さりげなく話を逸らそうとするってことは、まさか言いたくないのかしら(中学生かお前は)。いい歳した大人が顔赤くしやがって鬱陶しい。早く言えと急かすが、ぐだぐだと言い訳をするばかりで結局好きな子は聞き出せない。自分から話を振っておきながら、なんか面倒になってきたな。
一旦雄二郎から視線を逸らして編集部内に目を向けてみる。…よく考えると後輩って少ないのよね。もうすぐ山久が帰ってくるけどあの人は絶対嫌だし。やっぱり雄二郎しかないな。

「ここは一つ、交換条件といかない?」
「交換条件?」
「そう。好きな子教えてくれたら、私が絶対に付き合えるようにしてあげる。こう見えても結構経験積んでるんだから」

えっへんと胸を張って言うと何故か難しい顔をされた。あれ、もっと突っ込まれると思ってたんだけどな。まあ経験ってのは嘘でもないし、付き合えるかどうかって結局は本人たち次第だけど、雄二郎ってそんなに悪くないから大丈夫でしょ。

「…絶対だな」
「うん、頑張る」
「…………名前、」
「うん?」
「いやだから、俺名前が好き、だ」
「うんんんん!?」

雄二郎の好きな子って私…?いやそんな馬鹿な。その歳でまだ結婚の予定もないのかよとか、私に寄ってくる男は見る目ないとか散々言ってたくせに!全部フェイクか!
なんか雄二郎と付き合うのって気が進まないなぁ。浮気はしないだろうけど今でもケンカはしょっちゅうしてるし…くっ、めんどくさい…!自分から言ったけど気が進まないから無理難題言って受け流そっと。
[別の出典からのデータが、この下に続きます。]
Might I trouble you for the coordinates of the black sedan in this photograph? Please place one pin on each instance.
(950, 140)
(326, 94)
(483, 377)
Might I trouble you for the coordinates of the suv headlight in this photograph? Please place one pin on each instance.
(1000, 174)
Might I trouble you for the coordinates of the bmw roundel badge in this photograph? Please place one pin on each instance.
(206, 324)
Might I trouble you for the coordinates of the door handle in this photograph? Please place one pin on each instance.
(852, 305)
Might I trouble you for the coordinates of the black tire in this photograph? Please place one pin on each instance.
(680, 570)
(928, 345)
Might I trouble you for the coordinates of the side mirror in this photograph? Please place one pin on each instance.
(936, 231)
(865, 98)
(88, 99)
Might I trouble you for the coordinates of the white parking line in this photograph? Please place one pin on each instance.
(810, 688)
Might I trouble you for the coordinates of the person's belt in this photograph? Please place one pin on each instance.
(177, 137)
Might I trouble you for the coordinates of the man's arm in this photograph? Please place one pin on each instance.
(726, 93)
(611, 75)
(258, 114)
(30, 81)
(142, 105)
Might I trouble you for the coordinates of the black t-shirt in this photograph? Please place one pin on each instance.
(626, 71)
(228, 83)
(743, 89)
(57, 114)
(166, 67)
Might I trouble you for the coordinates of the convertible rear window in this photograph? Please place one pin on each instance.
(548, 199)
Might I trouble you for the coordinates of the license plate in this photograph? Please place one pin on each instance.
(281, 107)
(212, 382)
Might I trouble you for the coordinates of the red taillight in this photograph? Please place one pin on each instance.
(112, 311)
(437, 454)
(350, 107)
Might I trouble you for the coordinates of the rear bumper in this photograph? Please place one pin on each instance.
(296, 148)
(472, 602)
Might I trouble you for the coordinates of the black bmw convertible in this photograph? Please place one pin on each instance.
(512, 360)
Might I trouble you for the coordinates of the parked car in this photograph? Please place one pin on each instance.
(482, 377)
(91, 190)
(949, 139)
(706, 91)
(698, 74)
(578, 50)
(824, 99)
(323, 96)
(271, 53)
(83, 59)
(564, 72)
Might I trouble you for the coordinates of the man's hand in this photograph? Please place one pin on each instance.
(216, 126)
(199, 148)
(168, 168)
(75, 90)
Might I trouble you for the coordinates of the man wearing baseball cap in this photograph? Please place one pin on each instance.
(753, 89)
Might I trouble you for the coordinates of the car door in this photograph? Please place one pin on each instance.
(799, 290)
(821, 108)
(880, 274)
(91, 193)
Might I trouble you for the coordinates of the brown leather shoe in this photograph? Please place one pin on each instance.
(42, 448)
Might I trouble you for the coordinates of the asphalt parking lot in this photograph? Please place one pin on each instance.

「…福田くんの今描いてる作品がアニメになったら付き合ってもいいよ」
「なっ!絶対って言っただろ!?」
「頑張るって言ったから、雄二郎も頑張って。まあ本誌での進み方から見る限り、アニメ化は早くても三ヶ月後。それまでに私に冷めてなければ、ね」
「二年も好きで今更冷めるわけないだろ!」
「……は?」
「あ、………」


未来予想をしよう
(名前!ロードレーサーアニメ化!はい付き合って!)(雄二郎さんここ職場なんですけど。そしてそんな昔の話は覚えてないヨ)(会話録音してあるけど)(いつからそんな賢くなった雄二郎おおお!!)